I am greatly encouraged by the energy exhibited by so many members of my children’s generation. I have been around the political cesspool long enough to realize that a man of Ron Paul’s decency and integrity was not going to be sworn in as president next January. There are two basic reasons for this conclusion: (1) the political establishment has far too much at stake playing with the trillions of tax dollars and other advantages of power to allow their racket to be disassembled; and (2) the American people are not of a frame of mind to vote for any such changes. And even if the voters were so inclined, they would not be likely to have the opportunity to so express themselves. The political establishment knows, as did Emma Goldman, that "if voting changed anything, they’d make it illegal."

The major political parties are in shambles. While each can enunciate policies or programs they wish to develop, neither has any identifiable set of transcendent principles to which to repair for direction. An example of this was brought to my attention by one of my daughters and her husband, who became Ron Paul activists in Minnesota. At one of their regional party conventions, the Paul supporters proposed a resolution condemning the American government’s use of torture. The resolution was narrowly defeated. Enough Republicans had become so morally bankrupt that they could not even bring themselves to censure the torture of other human beings when done by a government with which they identified themselves!

Even though Ron Paul will not soon become president, his candidacy did inflict irreparable damage on the political establishment. After witnessing, on live television, how his own party schemed and gyrated in an effort to keep him out of the political debates; and how the mainstream media refused to even acknowledge his presence as a candidate — all the while trumpeting others who Paul left in the dust in primaries — intelligent minds need no longer question the conspiratorial nature of all politics.

His candidacy also revealed to the next generation of adults the benefits of decentralized ways of accomplishing social ends. This is the generation that will be incorporating the anarchistic principles of chaos theory — with its "butterfly effect" that so characterized the Paul campaign — into their lives and their children’s learning. They will be giving effect to F.A. Harper’s words that "a man who knows what freedom means, will find a way to be free." Hillary, John, and Barack — and other political hacks — are the detritus lying at the base of a collapsed system that serves no purpose useful to productive and honest people, and is destroying life. The depth of the lies, swindles, theft, and butcheries upon which the political racketeers have depended, is far too evident to be explained away as problems of "management," or to be resurrected in the name of "change."
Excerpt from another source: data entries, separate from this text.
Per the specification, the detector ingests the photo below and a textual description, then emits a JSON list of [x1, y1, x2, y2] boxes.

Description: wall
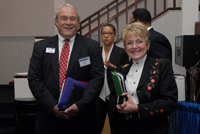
[[0, 37, 34, 84], [0, 0, 55, 37], [182, 0, 199, 35], [0, 0, 55, 84]]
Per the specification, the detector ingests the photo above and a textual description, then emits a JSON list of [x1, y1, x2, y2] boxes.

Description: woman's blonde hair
[[121, 22, 150, 46]]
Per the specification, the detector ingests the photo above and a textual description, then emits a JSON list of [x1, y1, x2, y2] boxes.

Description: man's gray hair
[[54, 3, 81, 22]]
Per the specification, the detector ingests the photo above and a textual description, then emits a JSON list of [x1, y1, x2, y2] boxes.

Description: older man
[[28, 3, 104, 134]]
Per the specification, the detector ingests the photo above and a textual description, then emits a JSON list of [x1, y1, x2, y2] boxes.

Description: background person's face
[[101, 26, 116, 46], [55, 6, 79, 39]]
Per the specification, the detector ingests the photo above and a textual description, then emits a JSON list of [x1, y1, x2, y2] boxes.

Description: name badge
[[79, 56, 91, 67], [46, 47, 55, 53]]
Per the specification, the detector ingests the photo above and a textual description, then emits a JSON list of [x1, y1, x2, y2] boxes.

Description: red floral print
[[151, 79, 155, 83], [150, 111, 154, 116], [147, 86, 152, 91], [155, 62, 159, 66], [153, 70, 157, 74], [160, 109, 164, 113]]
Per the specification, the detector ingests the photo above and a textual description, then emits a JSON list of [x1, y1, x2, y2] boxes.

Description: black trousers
[[95, 97, 121, 134]]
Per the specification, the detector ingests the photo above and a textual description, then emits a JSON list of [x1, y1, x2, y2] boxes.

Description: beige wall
[[0, 37, 34, 84], [0, 0, 55, 37]]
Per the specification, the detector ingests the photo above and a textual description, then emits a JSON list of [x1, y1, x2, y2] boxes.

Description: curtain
[[169, 101, 200, 134]]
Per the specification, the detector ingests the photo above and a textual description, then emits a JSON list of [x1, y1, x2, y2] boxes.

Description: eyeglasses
[[57, 16, 77, 22], [126, 40, 144, 46], [101, 32, 114, 36], [129, 20, 137, 24]]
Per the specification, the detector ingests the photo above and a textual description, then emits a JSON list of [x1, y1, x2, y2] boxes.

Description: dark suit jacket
[[148, 28, 172, 62], [104, 45, 129, 110], [103, 45, 129, 95], [116, 56, 178, 134], [28, 34, 104, 134]]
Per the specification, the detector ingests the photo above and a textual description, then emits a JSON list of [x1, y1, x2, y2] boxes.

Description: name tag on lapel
[[45, 47, 55, 53], [79, 56, 91, 67]]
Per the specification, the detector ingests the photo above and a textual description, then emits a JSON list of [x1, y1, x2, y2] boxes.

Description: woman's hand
[[104, 61, 117, 70], [116, 93, 138, 114]]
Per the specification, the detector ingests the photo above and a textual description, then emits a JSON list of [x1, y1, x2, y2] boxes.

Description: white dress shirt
[[99, 44, 114, 101], [147, 26, 152, 31], [125, 55, 147, 104]]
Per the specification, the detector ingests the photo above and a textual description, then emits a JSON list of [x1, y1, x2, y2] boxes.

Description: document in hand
[[57, 77, 87, 111], [111, 71, 131, 120], [66, 84, 85, 108], [111, 71, 127, 95]]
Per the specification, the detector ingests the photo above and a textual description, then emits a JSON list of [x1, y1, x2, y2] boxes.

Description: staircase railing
[[78, 0, 181, 46]]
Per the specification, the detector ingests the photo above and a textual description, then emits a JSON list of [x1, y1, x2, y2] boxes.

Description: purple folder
[[57, 77, 87, 111]]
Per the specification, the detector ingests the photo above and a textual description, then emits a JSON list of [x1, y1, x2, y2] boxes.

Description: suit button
[[137, 90, 140, 94]]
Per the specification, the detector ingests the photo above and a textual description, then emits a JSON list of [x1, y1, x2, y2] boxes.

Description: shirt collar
[[58, 33, 76, 43], [147, 26, 152, 31], [132, 55, 147, 65]]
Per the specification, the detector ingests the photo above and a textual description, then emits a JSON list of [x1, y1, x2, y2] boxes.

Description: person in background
[[115, 22, 177, 134], [95, 23, 129, 134], [130, 8, 172, 62], [28, 3, 104, 134]]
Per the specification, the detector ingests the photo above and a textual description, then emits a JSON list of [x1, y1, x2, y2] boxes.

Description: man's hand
[[64, 104, 79, 117], [52, 104, 70, 119]]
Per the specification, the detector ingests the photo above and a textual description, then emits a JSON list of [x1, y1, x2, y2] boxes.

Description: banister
[[78, 0, 181, 45], [80, 0, 142, 37], [79, 0, 126, 32], [80, 0, 118, 24]]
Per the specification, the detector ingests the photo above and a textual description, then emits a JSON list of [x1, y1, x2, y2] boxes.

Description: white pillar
[[182, 0, 199, 35]]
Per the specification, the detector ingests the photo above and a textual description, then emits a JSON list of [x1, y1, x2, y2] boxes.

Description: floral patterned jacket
[[116, 56, 178, 120]]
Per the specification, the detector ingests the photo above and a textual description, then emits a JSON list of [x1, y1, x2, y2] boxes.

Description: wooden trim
[[152, 7, 181, 21], [79, 0, 127, 31], [154, 0, 157, 16], [35, 36, 50, 39], [81, 0, 142, 36], [173, 0, 176, 8], [144, 0, 147, 9], [164, 0, 166, 10], [80, 0, 118, 24], [84, 7, 181, 37], [0, 84, 14, 89], [14, 75, 27, 78], [78, 0, 181, 44], [135, 0, 137, 9]]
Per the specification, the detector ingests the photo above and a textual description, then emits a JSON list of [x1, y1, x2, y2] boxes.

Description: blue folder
[[57, 77, 87, 111]]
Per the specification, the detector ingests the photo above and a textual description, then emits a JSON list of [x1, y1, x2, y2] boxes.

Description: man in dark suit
[[130, 8, 172, 62], [28, 3, 104, 134]]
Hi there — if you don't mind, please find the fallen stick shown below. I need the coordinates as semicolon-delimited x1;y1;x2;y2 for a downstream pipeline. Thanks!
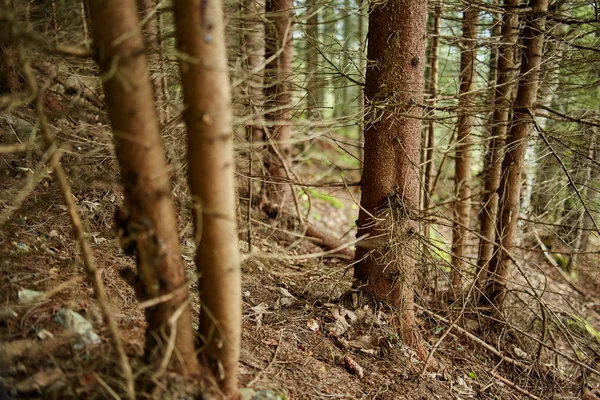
489;370;541;400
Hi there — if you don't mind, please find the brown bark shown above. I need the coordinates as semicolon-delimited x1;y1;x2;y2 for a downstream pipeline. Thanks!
173;0;241;394
354;0;427;357
483;0;549;308
260;0;294;218
477;0;520;287
566;131;597;273
305;0;321;120
357;0;366;168
242;0;266;143
422;1;440;251
137;0;165;123
87;0;200;375
451;3;479;290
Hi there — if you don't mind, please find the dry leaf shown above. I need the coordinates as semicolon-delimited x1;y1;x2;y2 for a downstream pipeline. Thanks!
307;318;320;332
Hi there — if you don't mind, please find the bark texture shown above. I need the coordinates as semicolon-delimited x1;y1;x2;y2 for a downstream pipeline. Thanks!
483;0;549;307
451;3;479;290
137;0;165;122
477;0;520;287
260;0;294;218
422;0;440;228
354;0;427;357
566;130;597;273
173;0;242;395
242;0;266;142
87;0;200;375
305;0;321;119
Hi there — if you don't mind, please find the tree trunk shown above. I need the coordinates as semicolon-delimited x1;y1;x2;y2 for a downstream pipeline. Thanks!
338;0;351;117
422;0;440;227
566;132;597;274
173;0;242;395
477;0;520;288
242;0;266;143
87;0;200;375
305;0;321;120
260;0;294;218
482;0;549;308
451;3;479;290
354;0;427;358
357;0;367;168
137;0;165;123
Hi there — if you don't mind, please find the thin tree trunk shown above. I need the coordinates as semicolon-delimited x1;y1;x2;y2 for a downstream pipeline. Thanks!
566;131;597;274
451;3;479;291
354;0;427;359
305;0;321;120
137;0;164;123
483;0;549;308
338;0;351;117
87;0;200;375
422;0;440;252
357;0;366;168
243;0;266;142
260;0;294;218
173;0;242;394
477;0;520;288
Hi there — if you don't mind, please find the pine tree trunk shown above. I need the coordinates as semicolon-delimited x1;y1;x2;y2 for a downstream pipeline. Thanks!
260;0;294;218
566;132;596;274
87;0;200;375
477;0;520;287
354;0;427;358
483;0;549;308
305;0;321;120
173;0;242;394
451;3;479;290
243;0;266;142
339;0;351;117
137;0;165;123
357;0;367;168
422;1;440;264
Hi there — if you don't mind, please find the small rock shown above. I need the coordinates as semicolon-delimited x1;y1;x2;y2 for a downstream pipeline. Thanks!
18;289;43;304
55;309;101;349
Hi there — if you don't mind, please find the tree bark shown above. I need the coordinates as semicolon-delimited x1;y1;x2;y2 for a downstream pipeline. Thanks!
305;0;321;120
137;0;165;123
260;0;294;218
242;0;266;142
482;0;549;308
566;129;597;274
477;0;520;288
451;3;479;291
422;0;440;233
354;0;427;358
87;0;200;375
173;0;242;395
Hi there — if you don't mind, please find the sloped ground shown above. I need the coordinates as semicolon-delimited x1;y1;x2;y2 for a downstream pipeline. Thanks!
1;102;600;400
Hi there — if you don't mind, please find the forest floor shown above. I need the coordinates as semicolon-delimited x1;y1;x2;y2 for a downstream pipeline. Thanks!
2;105;600;400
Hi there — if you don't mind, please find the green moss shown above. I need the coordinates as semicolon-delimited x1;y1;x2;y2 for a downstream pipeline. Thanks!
306;188;344;209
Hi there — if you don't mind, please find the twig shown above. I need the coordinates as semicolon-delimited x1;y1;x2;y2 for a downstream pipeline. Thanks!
94;373;122;400
417;305;530;371
157;299;189;375
488;370;541;400
0;143;30;153
247;329;284;387
16;36;135;399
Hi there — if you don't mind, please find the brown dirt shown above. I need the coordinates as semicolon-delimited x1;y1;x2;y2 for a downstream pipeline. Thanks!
1;98;599;400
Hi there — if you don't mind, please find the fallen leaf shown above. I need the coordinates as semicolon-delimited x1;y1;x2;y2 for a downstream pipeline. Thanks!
307;318;320;332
Perhaps in one of my favorite poems — one I often recite and which serves as the title of this E-Book — can be found the fate of a political system that the members of CNN’s self-styled "best political team" will never fathom. It is Shelley’s poem, Ozymandias:

I met a traveler from an antique land Who said: "Two vast and trunkless legs of stone Stand in the desert. Near them, on the sand, Half sunk, a shattered visage lies, whose frown, And wrinkled lip, and sneer of cold command, Tell that its sculptor well those passions read Which yet survive, stamped on these lifeless things, The hand that mocked them, and the heart that fed; And on the pedestal these words appear: My name is Ozymandias, King of Kings: Look on my works, ye Mighty, and despair! Nothing beside remains. Round the decay Of that colossal wreck, boundless and bare The lone and level sands stretch far away."